I prefer to use public domain images, icons and fonts as there is a wealth of freaking awesome content being made available. Having said that, it is not always possible to find suitable public domain content and therefore my backup is to use content licensed for reuse with Creative Commons’ licences.

Top 3 Image Sites

  1. Pixabay – huge collection of public domain stock-like images. Searching can be a bit hit and miss.
  2. Flickr (no known copyright restrictions) – ginormous variety of images and illustrations. I set the filter to ‘no known copyright restrictions’. Warning: It is very easy to get lost down the rabbit hole.
  3. Unsplash – beautiful nature inspired public domain images.

Top 3 Icon Sites

  1. Freepik – take care when searching as both free and non-free icons appear in search results.
  2. Iconmnstr – A small collection that is free to use without attribution.
  3. Flaticon – I like the packs as it is easy to download icons of a similar style and theme. They do require attribution though.

Top 3 Font Sites

  1. 1001Fonts – has the ability to select only fonts that are free for commercial use, and you can preview your text to see what it looks like in a particular font before downloading it.
  2. FontSquirrel – similar to 1001Fonts, but not as easy to search.
  3. Free fonts on Behance – some fonts require you to pay for them with a tweet or email address before they can be downloaded.

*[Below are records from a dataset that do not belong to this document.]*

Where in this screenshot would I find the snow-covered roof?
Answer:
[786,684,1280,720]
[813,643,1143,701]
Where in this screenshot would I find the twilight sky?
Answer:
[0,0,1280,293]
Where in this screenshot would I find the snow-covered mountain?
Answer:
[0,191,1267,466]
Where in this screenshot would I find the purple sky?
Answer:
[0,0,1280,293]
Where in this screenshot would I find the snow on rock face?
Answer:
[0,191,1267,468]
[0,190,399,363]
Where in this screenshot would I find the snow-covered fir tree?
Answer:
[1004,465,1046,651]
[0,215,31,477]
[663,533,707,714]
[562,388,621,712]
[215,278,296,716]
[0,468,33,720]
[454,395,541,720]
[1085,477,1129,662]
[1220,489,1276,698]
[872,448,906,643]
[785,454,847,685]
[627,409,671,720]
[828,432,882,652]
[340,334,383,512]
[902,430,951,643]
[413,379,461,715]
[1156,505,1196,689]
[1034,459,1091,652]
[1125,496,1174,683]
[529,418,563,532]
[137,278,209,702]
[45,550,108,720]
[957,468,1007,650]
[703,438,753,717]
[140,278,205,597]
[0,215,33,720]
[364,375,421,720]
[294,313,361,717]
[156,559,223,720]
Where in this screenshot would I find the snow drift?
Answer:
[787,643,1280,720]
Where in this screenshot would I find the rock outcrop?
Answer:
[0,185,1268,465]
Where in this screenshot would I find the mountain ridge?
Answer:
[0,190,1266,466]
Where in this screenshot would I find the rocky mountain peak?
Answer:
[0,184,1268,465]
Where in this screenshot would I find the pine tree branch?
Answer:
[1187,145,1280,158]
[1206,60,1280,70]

What are your go-to sites for images, icons and fonts?


  1. Briar Milligan says:

    For images I go to morgueFile – http://morguefile.com/archive and Free Images – http://www.freeimages.com/. Lots of images, completely free, and less risk of someone sharing an image they didn’t actually produce (which can happen on Flickr).

    I also love the JISC guide to internet for image searching – some great tips to make the process as simple as possible, with lots of links. See http://www.vtstutorials.ac.uk/tutorial/imagesearching/

    1. Sally says:

      The JISC guide looks worthwhile spending some time on. Thanks for the links Briar.